In recent years, Silverstone’s bumpy track surface was constantly criticised by riders, with many of the bumps affecting heavy braking areas and several fast corners.
Renault driver Ricciardo says the new surface is “pretty decent” overall, but highlighted the Turn 6 left of Brooklands as a corner that will leave MotoGP riders “pretty angry”.
“The new surface is actually pretty good, it offers quite a bit of grip in some areas,” he said.
“Initially this morning it was quite slick and oily, but then it really rubbered in. So that’s going to keep getting better through the weekend.
“It’s still really bumpy in some areas. I don’t think the MotoGP guys are going to like Turn 6. They’re going to kick up a fuss. For us it’s alright, but the rest [of the track] seems pretty decent.”

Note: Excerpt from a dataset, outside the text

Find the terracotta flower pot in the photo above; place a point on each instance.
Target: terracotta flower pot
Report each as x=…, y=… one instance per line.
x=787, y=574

Max Verstappen feels Brooklands’ bumps are “worse than last year”, while Turn 9 of Copse was also “quite bad”.
“Going in to Turn 6, it is quite bad: worse than last year,” said the Red Bull driver.
“And going into Copse, Turn 9, is also quite bad. Those are the tricky one. In general the tarmac is good, it has more grip, but again it is quite bumpy in some places.”
Kevin Magnussen admits the surface is “very slippery” on cold rubber, but is “pretty grippy” when tyres heat up, reminding him of Catalunya during winter testing.
“It’s actually pretty grippy, but when you have cold tyres it’s very slippery,” the Haas driver added.
“It kind of reminds me of the Barcelona track surface from winter testing in 2018, it’s sort of similar. I don’t care about the bumps.”
Ferrari’s Charles Leclerc, meanwhile, offered a dissenting opinion on the new surface, calling it “maybe a little bit too smooth”.
“We are never happy as drivers, but at the end it is very very smooth, the grip is incredible, so that’s good, but I like when it’s a bit more bumpy,” Leclerc said.
Sebastian Vettel, Ferrari SF90, leads Charles Leclerc, Ferrari SF90
Photo by: Andy Hone / LAT Images
Pirelli racing manager Mario Isola believes Silverstone’s remaining bumps are “better for the show”, and says track evolution means “we don’t know what’s going to happen” with race strategy.
“The main target was to have better water drainage and eliminate the bumps but some of the bumps are still there,” he explains.
“It is even better for the show, I would say. And this effect of the [change in] camber of the corner is affecting the lines.
“We saw on the tyres quite a lot of wear, especially on the left side, on the inside shoulder.
“You can see some abrasion but it is not real graining, it is more proper wear on the inside shoulder.
“So if we talk about possible strategies considering we will have track evolution tomorrow and Sunday – although tomorrow there may be some rain forecast – we don’t know what is going to happen.”